What emerges is a composite tribute to a clever, compassionate, fun-loving teenager, passionate about the musical Hairspray, who went out in her “Primark pyjama bottoms” and had an infectious enthusiasm for life and a talent for friendship even with those shunned by others.
“She was always happy, always singing,” says William. “She had a gift for being excited by people.”
“Emily had a very bubbly personality,” chips in Kay.
Tributes have poured in, and family friends have rallied round to organise a meal and washing rota. Kay says it has been reassuring to realise how much Emily meant to so many, even people she had met only briefly.
“We have had hundreds of people visiting in the last few days,” says Kay. “We’ve had nearly 200 cards – it’s been a huge comfort.”

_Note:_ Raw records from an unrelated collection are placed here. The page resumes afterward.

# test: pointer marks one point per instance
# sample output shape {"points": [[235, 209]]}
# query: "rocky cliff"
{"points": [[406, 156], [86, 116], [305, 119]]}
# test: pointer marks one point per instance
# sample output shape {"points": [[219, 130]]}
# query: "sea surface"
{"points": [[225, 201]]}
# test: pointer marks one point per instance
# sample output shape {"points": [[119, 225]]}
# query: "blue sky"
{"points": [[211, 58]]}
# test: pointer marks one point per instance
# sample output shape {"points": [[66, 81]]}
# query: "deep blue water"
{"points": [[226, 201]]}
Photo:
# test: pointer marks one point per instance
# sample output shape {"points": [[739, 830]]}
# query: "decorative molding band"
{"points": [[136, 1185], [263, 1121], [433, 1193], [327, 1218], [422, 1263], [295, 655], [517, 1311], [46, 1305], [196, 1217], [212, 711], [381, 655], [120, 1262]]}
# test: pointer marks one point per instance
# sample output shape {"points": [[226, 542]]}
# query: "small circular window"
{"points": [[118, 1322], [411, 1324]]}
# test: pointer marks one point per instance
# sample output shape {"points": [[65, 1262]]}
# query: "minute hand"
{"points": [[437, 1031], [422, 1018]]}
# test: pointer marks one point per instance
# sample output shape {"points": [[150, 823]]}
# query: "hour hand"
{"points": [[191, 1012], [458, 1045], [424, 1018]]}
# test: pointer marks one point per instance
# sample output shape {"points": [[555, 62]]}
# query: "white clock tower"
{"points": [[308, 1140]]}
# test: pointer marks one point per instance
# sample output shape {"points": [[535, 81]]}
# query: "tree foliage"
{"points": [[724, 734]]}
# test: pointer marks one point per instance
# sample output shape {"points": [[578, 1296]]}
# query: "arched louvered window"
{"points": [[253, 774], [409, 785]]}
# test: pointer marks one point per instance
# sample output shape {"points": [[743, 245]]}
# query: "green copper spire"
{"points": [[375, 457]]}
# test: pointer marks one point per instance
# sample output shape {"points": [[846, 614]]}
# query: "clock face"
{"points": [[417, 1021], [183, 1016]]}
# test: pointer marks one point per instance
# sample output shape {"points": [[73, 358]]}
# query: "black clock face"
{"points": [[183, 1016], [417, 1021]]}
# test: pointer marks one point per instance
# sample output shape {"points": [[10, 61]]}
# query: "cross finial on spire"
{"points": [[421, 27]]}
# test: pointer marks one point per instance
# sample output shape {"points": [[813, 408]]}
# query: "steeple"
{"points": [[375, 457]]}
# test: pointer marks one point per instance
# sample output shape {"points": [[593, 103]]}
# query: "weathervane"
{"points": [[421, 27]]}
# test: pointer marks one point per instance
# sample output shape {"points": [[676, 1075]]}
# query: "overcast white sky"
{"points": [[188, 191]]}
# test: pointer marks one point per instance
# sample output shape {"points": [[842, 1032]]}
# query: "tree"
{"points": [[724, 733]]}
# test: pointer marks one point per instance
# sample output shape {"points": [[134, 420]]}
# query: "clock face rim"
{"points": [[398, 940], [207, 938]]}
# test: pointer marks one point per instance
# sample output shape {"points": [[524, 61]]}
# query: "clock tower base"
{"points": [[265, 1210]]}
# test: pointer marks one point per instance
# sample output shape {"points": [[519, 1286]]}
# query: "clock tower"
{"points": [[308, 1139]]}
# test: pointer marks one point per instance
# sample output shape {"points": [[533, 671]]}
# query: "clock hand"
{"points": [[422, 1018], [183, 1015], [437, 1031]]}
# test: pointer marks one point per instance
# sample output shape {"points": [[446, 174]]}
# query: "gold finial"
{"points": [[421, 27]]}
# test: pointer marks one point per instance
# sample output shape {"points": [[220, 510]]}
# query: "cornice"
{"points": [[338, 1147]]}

Schooled at North London collegiate, Emily was planning a history degree at Manchester University after her gap year. She worked as a swimming teacher, a temp, a babysitter and a teaching assistant in George’s school to raise the £5,645 cost of the trip.
Ecuador wasn’t her first choice of destination. She had raised money for an orphanage in Kenya and considered going there or to help child soldiers in Sierra Leone.
Three days before she died, in her last contact with her family, Emily phoned home to say “she was having a really lovely time”, says Kay. She’d finished a language course and had made friends with the tour guide – “I think that is why she was sitting at the front of the bus.”
The family does not want to use the tragedy to warn of the risks of gap years. When Kay says: “I suppose I just wish I’d told her to sit at the back of the bus,” Graham quickly intervenes: “No, she was just unlucky and, anyway, we think that the accident happened at the side of the bus.”
At the end of last week the family went to collect Emily’s body from Heathrow; a burial is planned in the local church. Kay says that every night 12 family members have sat down to dinner – and Emily would have loved the fact they are banding together to help each other.
Psychologists agree. What the family are doing is one of the best ways of coping with bereavement, says Julie Stokes, a consultant clinical psychologist. Such a bereavement is “life-changing” for those left behind, but people can help by letting parents and siblings talk about the person who has died. If they can laugh at happy memories “that is fantastic”.
What are not helpful, says Stokes, are the “what if” moments – focusing on a past argument or what has been unsaid.
She says she visualises family life as like the hanging mobile of planets in her son’s bedroom: every planet representing a person with a role in the family, all finely balanced. “If you remove one planet, the mobile needs to readjust, but the person who has died is still a presence in the mobile and always will be.
“These families will want to celebrate the lives of their daughters forever. You never get over the death of a child and parents never want to get over the death of a child.”